The next wave of AI won’t be held back by compute, but by bandwidth. Copper cables are hitting their limits, and shifting to optical links is the only way to move data fast enough to keep GPUs busy. As such, optical progress is the real driver for what comes next. Unless these limits are solved, model training will slow, cluster costs will spike, and the next demand wave will fail to materialize. Over the past year, we’ve backed Teramount, Polaris, and Lucidean, each addressing a different piece of this bottleneck. As we begin 2026, we are looking for founders pushing these levers further or opening entirely new ones. If you’re building in this space, we’d love to connect. Please reach out via our website or LinkedIn, and together we can help scale the future of AI.
About the Authors:
- Isaac Sigron leads Koch’s investments in data infrastructure globally with over 10 years of investment experience. Isaac focuses on picks and shovels solutions for the gold rush of our time – the mass adoption of Artificial Intelligence (AI). He is a Managing Director at Koch Disruptive Technologies (Israel), Ltd, an affiliate of KDT.
- Aliza Goldberg is an Investment Professional at Koch Disruptive Technologies (Israel), Ltd., covering data infrastructure – particularly technology in interconnect, power delivery, and hardware systems that support AI workloads.
[1] For a deeper explanation, see our earlier paper: “The Silent Bottleneck in Data Infrastructure” (KDT Website): https://www.kochdisruptivetechnologies.com/Media/Celestial-AI-Article
[2] Mouser Electronics, “MTP/MPO Cable Assemblies,” accessed December 21, 2025, https://www.mouser.co.il/c/connectors/cable-assemblies/?series=MTP%2FMPO&utm.
[3] Wavelength Division Multiplexing (WDM) is a fiber-optic technology that modulates data over multiple separate carrier signal wavelengths (data signals) over a single fiber.

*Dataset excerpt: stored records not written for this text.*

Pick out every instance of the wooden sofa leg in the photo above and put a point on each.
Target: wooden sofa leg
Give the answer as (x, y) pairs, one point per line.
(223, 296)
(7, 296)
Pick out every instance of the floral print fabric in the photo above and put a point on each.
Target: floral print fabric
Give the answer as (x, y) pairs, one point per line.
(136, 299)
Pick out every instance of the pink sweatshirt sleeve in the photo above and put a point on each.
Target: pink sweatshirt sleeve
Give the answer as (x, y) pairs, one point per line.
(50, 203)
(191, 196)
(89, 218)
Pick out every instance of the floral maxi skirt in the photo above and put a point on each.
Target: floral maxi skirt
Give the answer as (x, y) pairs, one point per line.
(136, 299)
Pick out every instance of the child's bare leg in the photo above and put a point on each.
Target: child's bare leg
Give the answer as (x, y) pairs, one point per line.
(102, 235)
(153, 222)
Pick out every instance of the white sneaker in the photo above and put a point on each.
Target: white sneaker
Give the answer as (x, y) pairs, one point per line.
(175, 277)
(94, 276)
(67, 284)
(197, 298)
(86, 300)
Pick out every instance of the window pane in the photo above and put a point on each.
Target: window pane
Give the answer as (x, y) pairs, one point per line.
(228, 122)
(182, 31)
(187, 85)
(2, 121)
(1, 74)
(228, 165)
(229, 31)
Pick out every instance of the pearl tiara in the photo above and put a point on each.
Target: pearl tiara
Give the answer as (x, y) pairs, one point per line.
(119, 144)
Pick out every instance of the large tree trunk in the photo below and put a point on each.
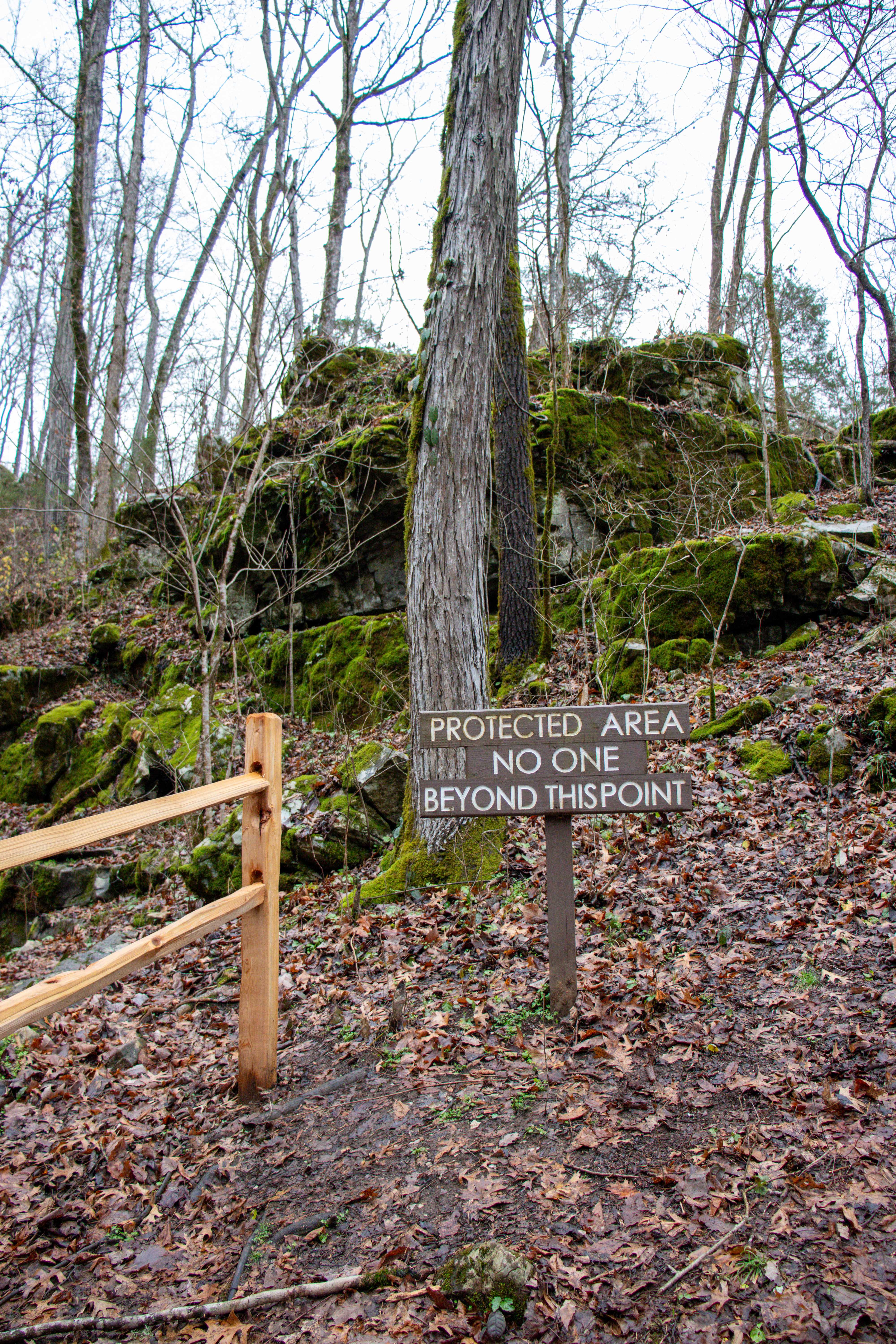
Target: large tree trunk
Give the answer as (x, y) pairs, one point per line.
(64, 408)
(562, 157)
(449, 466)
(769, 271)
(349, 29)
(866, 451)
(718, 217)
(107, 466)
(514, 476)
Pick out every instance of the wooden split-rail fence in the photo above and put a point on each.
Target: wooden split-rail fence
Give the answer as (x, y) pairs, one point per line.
(256, 905)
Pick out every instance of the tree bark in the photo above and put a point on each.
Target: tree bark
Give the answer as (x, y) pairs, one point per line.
(342, 171)
(866, 451)
(103, 515)
(150, 290)
(562, 157)
(93, 25)
(449, 462)
(718, 218)
(769, 269)
(514, 475)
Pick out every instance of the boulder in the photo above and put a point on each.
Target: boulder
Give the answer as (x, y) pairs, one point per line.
(785, 579)
(379, 775)
(31, 765)
(824, 744)
(487, 1271)
(801, 639)
(875, 595)
(25, 689)
(739, 717)
(105, 643)
(621, 669)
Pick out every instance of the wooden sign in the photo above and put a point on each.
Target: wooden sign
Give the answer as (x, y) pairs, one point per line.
(557, 763)
(551, 761)
(476, 799)
(586, 724)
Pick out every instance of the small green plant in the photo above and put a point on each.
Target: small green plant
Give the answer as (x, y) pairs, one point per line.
(456, 1112)
(263, 1234)
(613, 931)
(753, 1263)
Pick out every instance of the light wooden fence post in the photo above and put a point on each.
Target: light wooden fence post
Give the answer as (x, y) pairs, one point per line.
(261, 927)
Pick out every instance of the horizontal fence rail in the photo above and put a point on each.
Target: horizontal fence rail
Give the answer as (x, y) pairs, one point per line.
(256, 905)
(107, 826)
(58, 993)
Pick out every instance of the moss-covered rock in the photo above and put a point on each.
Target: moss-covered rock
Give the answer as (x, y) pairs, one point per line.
(30, 767)
(621, 669)
(379, 775)
(683, 655)
(827, 745)
(684, 589)
(25, 689)
(476, 1275)
(881, 714)
(764, 760)
(801, 639)
(737, 718)
(793, 507)
(353, 671)
(472, 855)
(105, 643)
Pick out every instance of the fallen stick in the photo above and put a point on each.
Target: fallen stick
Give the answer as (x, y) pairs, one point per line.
(195, 1311)
(700, 1257)
(320, 1091)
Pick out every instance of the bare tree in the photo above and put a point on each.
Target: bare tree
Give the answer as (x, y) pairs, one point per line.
(107, 464)
(449, 467)
(72, 337)
(358, 37)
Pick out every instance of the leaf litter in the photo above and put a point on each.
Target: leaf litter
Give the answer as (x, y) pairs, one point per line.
(721, 1103)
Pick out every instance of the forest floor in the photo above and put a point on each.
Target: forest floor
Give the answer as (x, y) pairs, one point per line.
(730, 1069)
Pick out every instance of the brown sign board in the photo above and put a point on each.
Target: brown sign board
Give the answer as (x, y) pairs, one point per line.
(549, 760)
(664, 792)
(558, 726)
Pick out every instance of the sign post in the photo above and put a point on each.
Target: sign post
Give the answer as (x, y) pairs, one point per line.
(559, 764)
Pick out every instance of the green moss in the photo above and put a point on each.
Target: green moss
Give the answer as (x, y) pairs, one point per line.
(801, 639)
(472, 855)
(105, 640)
(792, 507)
(881, 714)
(621, 669)
(824, 745)
(686, 588)
(30, 768)
(764, 761)
(739, 717)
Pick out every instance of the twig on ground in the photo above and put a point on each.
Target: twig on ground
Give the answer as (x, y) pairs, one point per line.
(698, 1260)
(195, 1311)
(332, 1085)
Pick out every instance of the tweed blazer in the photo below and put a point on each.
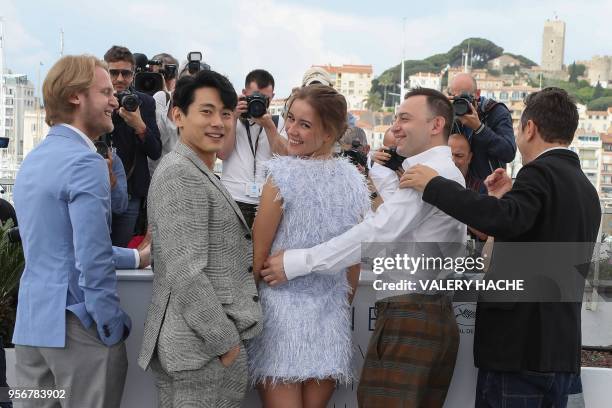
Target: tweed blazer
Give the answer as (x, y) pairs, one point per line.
(204, 297)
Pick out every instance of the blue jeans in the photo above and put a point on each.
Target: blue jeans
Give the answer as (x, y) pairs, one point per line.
(4, 395)
(123, 225)
(525, 389)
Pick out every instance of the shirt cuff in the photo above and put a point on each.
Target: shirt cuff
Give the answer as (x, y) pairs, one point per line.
(296, 263)
(136, 258)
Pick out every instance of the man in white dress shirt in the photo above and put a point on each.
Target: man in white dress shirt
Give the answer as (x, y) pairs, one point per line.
(411, 354)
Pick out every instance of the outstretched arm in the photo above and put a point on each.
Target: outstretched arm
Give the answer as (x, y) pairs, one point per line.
(265, 225)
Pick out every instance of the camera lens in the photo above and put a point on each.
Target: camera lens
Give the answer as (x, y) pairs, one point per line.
(130, 103)
(461, 106)
(257, 108)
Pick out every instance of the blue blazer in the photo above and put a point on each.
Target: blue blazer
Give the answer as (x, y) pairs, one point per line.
(62, 200)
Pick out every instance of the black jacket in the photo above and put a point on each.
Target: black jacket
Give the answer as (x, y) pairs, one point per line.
(133, 151)
(494, 146)
(551, 201)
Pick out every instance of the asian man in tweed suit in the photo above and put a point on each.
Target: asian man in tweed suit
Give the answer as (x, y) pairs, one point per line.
(205, 301)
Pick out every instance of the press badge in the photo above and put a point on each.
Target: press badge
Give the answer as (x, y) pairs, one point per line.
(253, 189)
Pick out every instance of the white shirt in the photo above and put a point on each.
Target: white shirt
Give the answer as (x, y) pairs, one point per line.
(405, 217)
(552, 148)
(167, 129)
(385, 180)
(237, 171)
(92, 146)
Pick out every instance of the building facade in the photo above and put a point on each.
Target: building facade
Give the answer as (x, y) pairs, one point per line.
(553, 45)
(18, 95)
(352, 81)
(606, 167)
(589, 148)
(425, 80)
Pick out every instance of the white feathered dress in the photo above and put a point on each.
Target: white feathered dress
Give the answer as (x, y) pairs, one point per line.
(307, 325)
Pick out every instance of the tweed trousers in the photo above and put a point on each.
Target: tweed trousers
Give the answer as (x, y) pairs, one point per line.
(212, 386)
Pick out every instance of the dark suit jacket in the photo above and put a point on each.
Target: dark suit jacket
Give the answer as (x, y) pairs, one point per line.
(133, 151)
(551, 201)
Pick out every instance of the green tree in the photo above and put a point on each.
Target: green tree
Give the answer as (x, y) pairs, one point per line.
(385, 81)
(511, 70)
(598, 92)
(600, 104)
(374, 102)
(525, 62)
(481, 51)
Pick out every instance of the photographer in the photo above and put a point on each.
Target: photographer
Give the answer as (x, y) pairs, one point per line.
(253, 140)
(385, 167)
(487, 124)
(136, 138)
(168, 68)
(163, 102)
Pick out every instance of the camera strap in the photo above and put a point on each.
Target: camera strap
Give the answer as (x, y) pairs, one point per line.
(247, 125)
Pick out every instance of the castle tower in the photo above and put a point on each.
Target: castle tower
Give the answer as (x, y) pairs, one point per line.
(553, 45)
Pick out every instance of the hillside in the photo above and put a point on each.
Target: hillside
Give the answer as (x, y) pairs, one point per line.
(481, 51)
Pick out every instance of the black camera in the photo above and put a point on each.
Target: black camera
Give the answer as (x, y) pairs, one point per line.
(145, 80)
(462, 104)
(395, 161)
(102, 149)
(13, 235)
(128, 99)
(356, 156)
(257, 105)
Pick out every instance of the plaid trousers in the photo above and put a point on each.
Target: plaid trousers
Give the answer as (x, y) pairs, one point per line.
(411, 354)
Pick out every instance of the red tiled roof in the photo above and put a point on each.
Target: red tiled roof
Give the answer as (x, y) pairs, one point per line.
(344, 68)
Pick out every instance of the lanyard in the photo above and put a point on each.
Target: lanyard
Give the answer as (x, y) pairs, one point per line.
(253, 149)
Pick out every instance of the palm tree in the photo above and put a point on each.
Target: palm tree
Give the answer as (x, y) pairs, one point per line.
(385, 81)
(373, 102)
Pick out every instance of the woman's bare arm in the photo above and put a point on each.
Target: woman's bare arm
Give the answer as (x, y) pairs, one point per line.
(352, 276)
(265, 225)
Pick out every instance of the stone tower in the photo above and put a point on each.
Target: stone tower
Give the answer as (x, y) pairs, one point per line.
(553, 45)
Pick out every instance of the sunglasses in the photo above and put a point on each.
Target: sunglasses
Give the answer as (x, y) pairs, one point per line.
(126, 73)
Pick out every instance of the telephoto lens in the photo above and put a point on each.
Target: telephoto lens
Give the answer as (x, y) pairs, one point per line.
(130, 101)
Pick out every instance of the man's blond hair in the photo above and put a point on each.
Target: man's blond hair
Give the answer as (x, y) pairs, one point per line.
(70, 75)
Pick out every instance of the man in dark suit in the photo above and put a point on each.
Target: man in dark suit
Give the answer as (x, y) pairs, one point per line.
(136, 138)
(527, 352)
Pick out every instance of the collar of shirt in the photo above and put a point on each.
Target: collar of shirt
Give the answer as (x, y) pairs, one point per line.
(552, 148)
(83, 135)
(427, 156)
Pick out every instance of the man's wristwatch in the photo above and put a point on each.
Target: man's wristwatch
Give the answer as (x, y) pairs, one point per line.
(480, 129)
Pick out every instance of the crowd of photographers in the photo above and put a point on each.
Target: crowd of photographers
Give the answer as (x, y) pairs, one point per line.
(143, 132)
(482, 136)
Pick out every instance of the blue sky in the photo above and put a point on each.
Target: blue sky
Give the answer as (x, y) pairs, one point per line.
(286, 37)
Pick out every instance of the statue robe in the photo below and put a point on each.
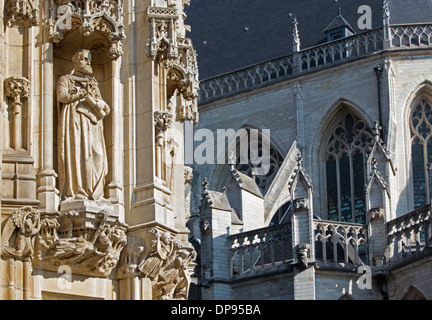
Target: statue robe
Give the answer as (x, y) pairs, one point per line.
(83, 161)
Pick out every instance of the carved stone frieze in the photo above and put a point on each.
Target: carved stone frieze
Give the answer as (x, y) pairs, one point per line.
(87, 16)
(24, 12)
(86, 236)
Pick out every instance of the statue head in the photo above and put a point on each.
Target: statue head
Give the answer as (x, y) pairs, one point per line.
(82, 61)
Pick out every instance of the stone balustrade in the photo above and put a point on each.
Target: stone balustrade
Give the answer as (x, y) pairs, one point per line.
(310, 59)
(260, 251)
(410, 234)
(340, 243)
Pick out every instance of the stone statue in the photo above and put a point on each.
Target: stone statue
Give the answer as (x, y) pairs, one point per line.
(82, 154)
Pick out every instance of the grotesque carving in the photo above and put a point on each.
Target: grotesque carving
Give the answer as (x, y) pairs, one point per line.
(188, 174)
(19, 232)
(168, 264)
(161, 250)
(88, 251)
(303, 255)
(25, 12)
(82, 155)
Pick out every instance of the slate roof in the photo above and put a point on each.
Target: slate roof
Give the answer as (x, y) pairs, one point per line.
(229, 35)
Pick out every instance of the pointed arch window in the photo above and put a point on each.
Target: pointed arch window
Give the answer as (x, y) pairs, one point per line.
(421, 150)
(346, 169)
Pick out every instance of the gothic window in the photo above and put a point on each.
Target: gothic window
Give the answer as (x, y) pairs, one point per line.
(421, 150)
(346, 170)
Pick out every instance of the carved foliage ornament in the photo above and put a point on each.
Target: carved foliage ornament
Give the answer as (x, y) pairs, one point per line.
(88, 16)
(17, 88)
(23, 12)
(167, 44)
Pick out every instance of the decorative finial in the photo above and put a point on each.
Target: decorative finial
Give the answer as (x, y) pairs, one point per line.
(232, 160)
(376, 131)
(205, 184)
(374, 164)
(296, 36)
(299, 160)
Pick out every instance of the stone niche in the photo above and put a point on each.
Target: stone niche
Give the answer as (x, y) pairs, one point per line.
(106, 73)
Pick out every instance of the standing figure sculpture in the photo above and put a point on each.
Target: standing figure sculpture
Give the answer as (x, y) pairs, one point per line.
(82, 154)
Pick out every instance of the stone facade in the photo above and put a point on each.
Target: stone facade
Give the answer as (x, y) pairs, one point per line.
(95, 96)
(378, 76)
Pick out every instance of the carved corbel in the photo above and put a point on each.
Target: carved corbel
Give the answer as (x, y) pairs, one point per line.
(188, 175)
(17, 89)
(24, 12)
(168, 264)
(88, 16)
(303, 254)
(19, 233)
(301, 203)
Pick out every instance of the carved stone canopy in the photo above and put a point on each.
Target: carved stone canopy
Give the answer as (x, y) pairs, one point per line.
(87, 16)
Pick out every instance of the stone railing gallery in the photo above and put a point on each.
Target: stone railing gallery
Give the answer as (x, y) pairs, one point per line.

[4] Pluggable transceivers are compact, removable transceiver modules that convert electrical signals to optical and vice versa.
[5] Co-Packaged Optics (CPO) is a technology which places optical engines (which convert electrical signals to light and vice versa) in the same package or on the same substrate as high-performance processing chips (ASICs, XPUs).
[6] Thin Film Lithium Niobate (TFLN) is a photonic material used to make very high-performance optical modulators.
[7] Indium Phosphide (InPh) is a III-V compound semiconductor widely used in photonics.
[8] Non Return to Zero (NRZ) is a simple binary signaling scheme where each bit is sent as a constant high or low level for the entire bit period, without returning to zero between bits.
[9] Pulse Amplitude Modulation (4-level) (PAM4) is a signaling format that uses four distinct amplitude levels instead of two, allowing each symbol to carry 2 bits of data.
[10] Intensity Modulation / Direct Detection (IMDD) is a signaling method where data is encoded in the amplitude of the light and decoded by directly measuring its intensity, without needing complex coherent optics.
[11] Digital Signal Processors (DSPs) are specialized processors used in coherent optical systems to correct impairments in the signal (like noise, dispersion, and phase shifts).
[12] Cooled Lasers use temperature control (typically via a thermoelectric cooler) to keep their wavelength stable.